So I'm singing along about how Mumble is a pirate but than for some reason they are playing the unedited copy and I'm all "Whoa! To the Extreme!" like I was Johnny Utah in a Mountain Dew commercial and then the bodies start hitting the floor and then I do a super-jump on my BMX and a guitar wails. But really all that happened is I heard the "sex" part so now I think the song is called "My Sex is a Pirate" and if you thought Mumble was a good name for a pirate then HOLD ON TIGHT! because "Sex" is even better. And then I thought about what it might mean for my sex to be a pirate and I wasn't sure if they meant like my penis or the act or maybe someone else's vagina and it's confusing when your having sex and you know something in here is a fucking pirate but your not sure what so you end up always looking over your shoulder for someone to be sneaking up behind you to slit your throat. Or to steal your boat and you're not even sure what the "boat" is but in a sexual encounter it's not good to have anything stolen except maybe for innocence.

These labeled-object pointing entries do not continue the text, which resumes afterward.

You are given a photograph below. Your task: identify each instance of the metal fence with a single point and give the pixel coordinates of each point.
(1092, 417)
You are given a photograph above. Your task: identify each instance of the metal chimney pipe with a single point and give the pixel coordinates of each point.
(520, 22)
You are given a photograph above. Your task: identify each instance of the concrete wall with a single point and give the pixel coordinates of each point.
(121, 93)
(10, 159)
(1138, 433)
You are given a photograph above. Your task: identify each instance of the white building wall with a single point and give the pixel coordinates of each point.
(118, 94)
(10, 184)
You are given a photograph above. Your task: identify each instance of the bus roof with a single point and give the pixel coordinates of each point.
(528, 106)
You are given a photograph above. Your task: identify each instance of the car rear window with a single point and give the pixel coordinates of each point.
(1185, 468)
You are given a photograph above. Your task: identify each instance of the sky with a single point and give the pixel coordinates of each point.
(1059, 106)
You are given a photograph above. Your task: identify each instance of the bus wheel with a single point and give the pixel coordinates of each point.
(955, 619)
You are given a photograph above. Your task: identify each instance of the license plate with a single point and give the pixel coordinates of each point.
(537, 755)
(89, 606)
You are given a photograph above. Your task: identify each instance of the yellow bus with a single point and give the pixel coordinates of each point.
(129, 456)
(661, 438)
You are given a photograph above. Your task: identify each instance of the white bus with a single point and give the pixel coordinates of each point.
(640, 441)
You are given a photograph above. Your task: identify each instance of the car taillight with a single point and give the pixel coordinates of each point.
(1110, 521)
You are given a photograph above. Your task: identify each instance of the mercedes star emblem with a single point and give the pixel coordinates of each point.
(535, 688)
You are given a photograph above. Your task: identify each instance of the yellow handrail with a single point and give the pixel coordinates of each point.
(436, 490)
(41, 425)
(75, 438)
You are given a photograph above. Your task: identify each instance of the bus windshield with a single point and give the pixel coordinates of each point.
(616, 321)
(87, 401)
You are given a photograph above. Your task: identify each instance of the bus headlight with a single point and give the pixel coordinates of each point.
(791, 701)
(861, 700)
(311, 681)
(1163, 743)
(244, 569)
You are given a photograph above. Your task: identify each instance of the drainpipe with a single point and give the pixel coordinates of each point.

And then the DJ announced the song was called "Sex on Fire" and there were no pirates and no mumbles and I was all "Sex on Fire? That's a stupid name for a song." and then I ordered a another latte and the guy at the window was thinking 'Not this handsome guy again!", I'm guessing. From now on I'm singing "Your Sex is a Pirate"when I hear that song because I'm an outsider, but not Ponyboy© for obvious reasons.
Note: This is your sex. Not a Pirate.
*totally a word. If you take the time to look it up then you've wasted so much time that I could throw up. You're just going to have to trust me on this one.